Moving abroad isn’t always easy. When I first moved to Paris, I moved to a city that I had visited once before, where they spoke a language that I didn’t know how to speak, and I knew exactly one person in this new city which was my boss, Yohans Bellaiche. Quite frankly, it was a lot to take in during the first months, but also very exciting!
I first wanted to learn how to speak French as quickly as possible. In high school I took French which covered the basic “je voudrais une baguette”. Extremely useful if you are in a bakery, but less so if you are working in a lab. Luckily, I found a good course where I could talk to other people that were in the same situation. It turned out that I wasn’t the only person that struggled with French and understanding French culture, but that everyone was just trying to understand how everything worked outside of their country.

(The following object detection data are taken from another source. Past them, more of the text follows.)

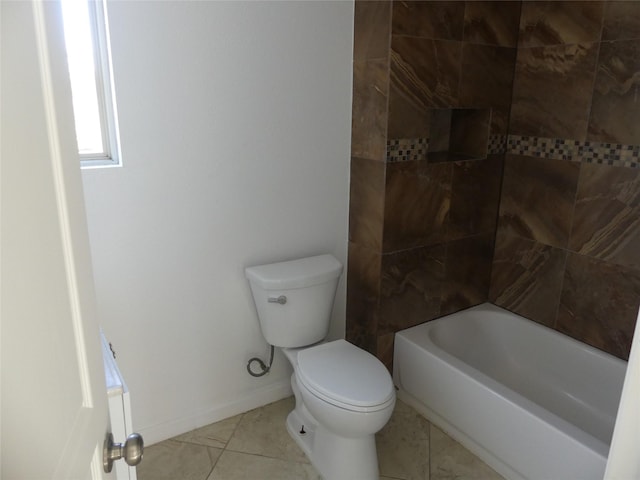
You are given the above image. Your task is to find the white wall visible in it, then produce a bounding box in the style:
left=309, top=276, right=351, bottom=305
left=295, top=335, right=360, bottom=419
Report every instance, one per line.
left=83, top=1, right=353, bottom=443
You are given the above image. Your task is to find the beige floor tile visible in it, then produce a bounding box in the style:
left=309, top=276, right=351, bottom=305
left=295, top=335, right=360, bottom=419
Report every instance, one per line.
left=207, top=450, right=320, bottom=480
left=376, top=400, right=429, bottom=480
left=430, top=425, right=504, bottom=480
left=227, top=397, right=309, bottom=463
left=174, top=415, right=242, bottom=448
left=137, top=440, right=222, bottom=480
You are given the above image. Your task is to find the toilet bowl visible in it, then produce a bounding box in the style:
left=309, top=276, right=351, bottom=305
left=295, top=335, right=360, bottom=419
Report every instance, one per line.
left=283, top=340, right=396, bottom=480
left=245, top=255, right=396, bottom=480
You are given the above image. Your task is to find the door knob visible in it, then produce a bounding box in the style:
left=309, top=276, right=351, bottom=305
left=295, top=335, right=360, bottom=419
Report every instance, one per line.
left=102, top=433, right=144, bottom=473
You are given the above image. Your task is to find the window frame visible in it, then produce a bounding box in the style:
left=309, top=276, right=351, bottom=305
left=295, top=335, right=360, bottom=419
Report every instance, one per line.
left=72, top=0, right=122, bottom=169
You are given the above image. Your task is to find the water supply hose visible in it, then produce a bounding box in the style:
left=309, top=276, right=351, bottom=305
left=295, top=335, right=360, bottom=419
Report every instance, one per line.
left=247, top=345, right=275, bottom=377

The next step was to find a permanent place to live. In the south of Paris there is a so called ‘Cité Universitaire’ where almost 5000 students live in houses that were built by different countries. The idea behind this university campus is that people of all nationalities should mix when they are young so that once they’re older they will understand each other better. I first lived in the Dutch house, which was among the first to be constructed just after the first world war. I lived in small room in the basement which once flooded after a severe rainstorm. That time I even had to barricade the door by blocking all the holes with socks. Luckily, I was able to move out to another room in another house on campus quite quickly after that. This is when I knew I had to start to look for somewhere else to live.
Now, a little over two years into my PhD I have my own apartment on the east side of the city. It’s much bigger than the 10 m2 student room with a single bed that I had at Cité Universitaire, but of course in Paris you will always be short on space. I feel like I’ve made some big steps when it comes to speaking French. I can even say that I have some friends that don’t speak English! This has also allowed me to enjoy the other things that Paris has to offer like go to movies, comedies, and plays.
In short, it will be hard to leave this city after I finish my PhD!